Below is what we found during testing.
ARRAY_AGG does not exist in Redshift
- method collect() transpiles to ARRAY_AGG for BigQuery and Postgres, however this function does not exist in Redshift. The Redshift equivalent is LISTAGG.
For example:
new_col =_.value.collect(distinct=True)
should become something along the lines of:
-- LISTAGG ignores NULL values and empty strings
LISTAGG(DISTINCT "t7"."value", ',') AS "new_col"
instead of:
ARRAY_AGG(DISTINCT "t7"."value") FILTER(WHERE "t7"."value" IS NOT NULL) AS "new_col"
Window function LAG uses the entire partition even though a frame is specified
For example, the following:
# ...
mutate(
new_col=_.some_col.lag().over(
ibis.window(
group_by=_.some_id,
order_by=[ibis.asc(_.time_stamp),ibis.asc(_.some_other_id)]
)
)
) \
# ...
is converted to
LAG("t9"."col1") OVER (PARTITION BY "t9"."col2" ORDER BY "t9"."col3" ASC ROWS BETWEEN UNBOUNDED PRECEDING AND UNBOUNDED FOLLOWING) AS new_col
in Redshift and Postgres.
This works correctly when the backend is BigQuery:
LAG(`t9`.`col1`) OVER (PARTITION BY `t9`.`col2` ORDER BY `t9`.`col3` ASC) AS `new_col`
Ibis does not close a Postgres/Redshift open connection
import ibis
rs_conn = ibis.postgres.connect(
user=user,
password=password,
host=host,
port=port,
database=database,
client_encoding="utf-8"
)
> ResourceWarning: connection <psycopg.Connection [IDLE] (host=<HOST> port=<PORT> user=<USER> database=<DB>) at 0x7f3e8c4c2060> was deleted while still open. Please use 'with' or '.close()' to close the connection
it looks like the backend doesn't provide a close() method.
rs_conn.close()
> AttributeError: 'Backend' object has no attribute 'close'
Thanks for the detailed reply. Responses inline.
ARRAY_AGGdoes not exist in Redshift
There's not much we can do here except possibly expose a dialect argument to the postgres backend. Realistically this is probably too much of a hack, since redshift has diverged significantly from postgres at this point, and we should just have another backend.
Is your company/organization willing to sponsor a redshift instance for running CI? That would be a strong motivator to add a new Redshift backend.
Window function LAG uses the entire partition even though a frame is specified
I'm not sure what you mean here. Did you mean this?
Window function LAG uses the entire partition even though a frame is not specified
(the emphasis is mine)
... in which case this might be a bug or an inconsistency across backends.
Ibis does not close a Postgres/Redshift open connection
The Ibis method is called disconnect, not `close.
Hi!
ARRAY_AGG does not exist in Redshift
There's not much we can do here except possibly expose a dialect argument to the postgres backend. Realistically this is probably too much of a hack, since redshift has diverged significantly from postgres at this point, and we should just have another backend.

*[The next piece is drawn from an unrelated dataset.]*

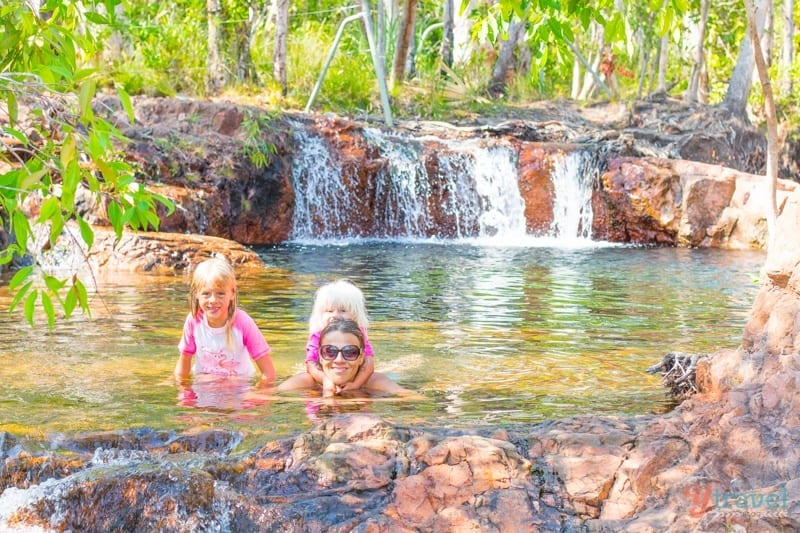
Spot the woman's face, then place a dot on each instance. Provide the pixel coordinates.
(340, 371)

Is your company/organization willing to sponsor a redshift instance for running CI? That would be a strong motivator to add a new Redshift backend.

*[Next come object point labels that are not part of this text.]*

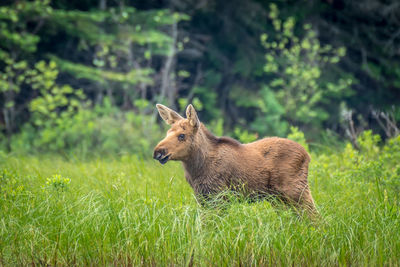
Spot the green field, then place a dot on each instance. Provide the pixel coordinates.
(129, 211)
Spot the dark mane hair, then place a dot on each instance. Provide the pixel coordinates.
(219, 140)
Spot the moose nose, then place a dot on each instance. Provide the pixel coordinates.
(159, 153)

I'll check to see if that can be done.
In the meantime, I think there may be an alternative. As I mentioned above, we are evaluating the ibis-framework as an alternative to R's dplyr + dbplyr.
That said, Hadley Wickham's dbplyr R package has defined a way to simulate a Redshift backend. It's built on top of Postgres and handles the difference in backend-redshift.R. Quoting their documentation, "there are generally few differences, apart from string manipulation". In particular, they use LISTAGG for flattening and provide overrides for LAG and LEAD among other functions.

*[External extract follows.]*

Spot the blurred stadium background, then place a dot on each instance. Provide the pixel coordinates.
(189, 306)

Window function LAG uses the entire partition even though a frame is specified
I'm not sure what you mean here. Did you mean this?
Window function LAG uses the entire partition even though a frame is not specified
(the emphasis is mine)
... in which case this might be a bug or an inconsistency across backends.
Exactly, for the Postgres backend, ibis seems to add the frame clause even though it wasn't explicitly requested. This is not the case for BigQuery.
Here's the exact error:
psycopg.errors.SyntaxError: Frame clause should not be specified for window function lag
Hi @cpcloud , I've sent you a message on LinkedIn regarding your request so that we can discuss it further.
Is your company/organization willing to sponsor a redshift instance for running CI? That would be a strong motivator to add a new Redshift backend.